Another use case suitable for larger customers is those who have facilities in areas where local networks aren’t up to cloud.
“SaaS and UCaaS aren’t available globally,” he said. “With this, we can target customers with a mix of cloud where it is available, and on-prem for areas where the network infrastructure isn’t good enough to support anything but on-prem.”
The hybrid position also positions ShoreTel better in a market where cloud UC is clearly growing, while on-prem is not.
“We see the market for UC globally as fairly flat, while UcaaS is growing about 25 per cent year over year,” Winslow said. “The expected crossover point is about 2016-2017, when half would be cloud and half on-prem.”
For ShoreTel partners, who are their route to market, Winslow said the new offering means a great deal.
“The Connect story is great for our partners, because they now have a single solution to sell, not two,” he said. “The channel had a very positive reaction to ShoreTel Connect for this reason. Customers often aren’t certain what they want to buy. The partner would try and sell the cloud solution, and found that the customer would really prefer on-prem, or the reverse. Now they are the same. We’ve had deals where the customer flip-flopped at the very end about what they wanted. Now it doesn’t matter. The partner can engage either way, and also offer the hybrid role.”
Having the single user experience is also important, Winslow said.
“Now, because it’s a single solution, it’s a single user experience,” he said. “That wasn’t the case before, where the cloud and on-prem experience was very different.
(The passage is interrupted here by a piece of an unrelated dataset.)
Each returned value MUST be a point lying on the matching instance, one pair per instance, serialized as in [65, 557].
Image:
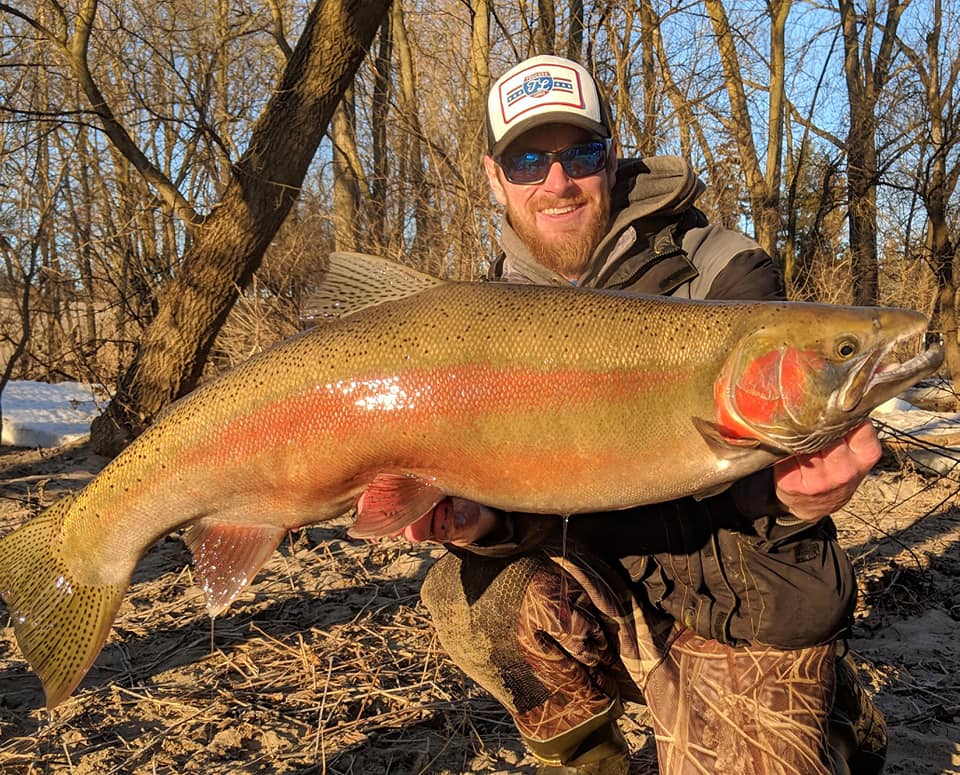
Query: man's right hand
[453, 521]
The same phones worked on them, but that was about it.”
ShoreTel’s strength has always been in the SMB space, but they have a midmarket presence, and Winslow said that ShoreTel HYBRID Sites will make them more competitive in the larger accounts.
“Our traditional market is up to 5000 seats, but we have some customers who are much larger than that,” he said. “We aren’t going to win Bank of America or the U.S. Navy, but give us an opportunity at a mid-size enterprise and we are formidable.”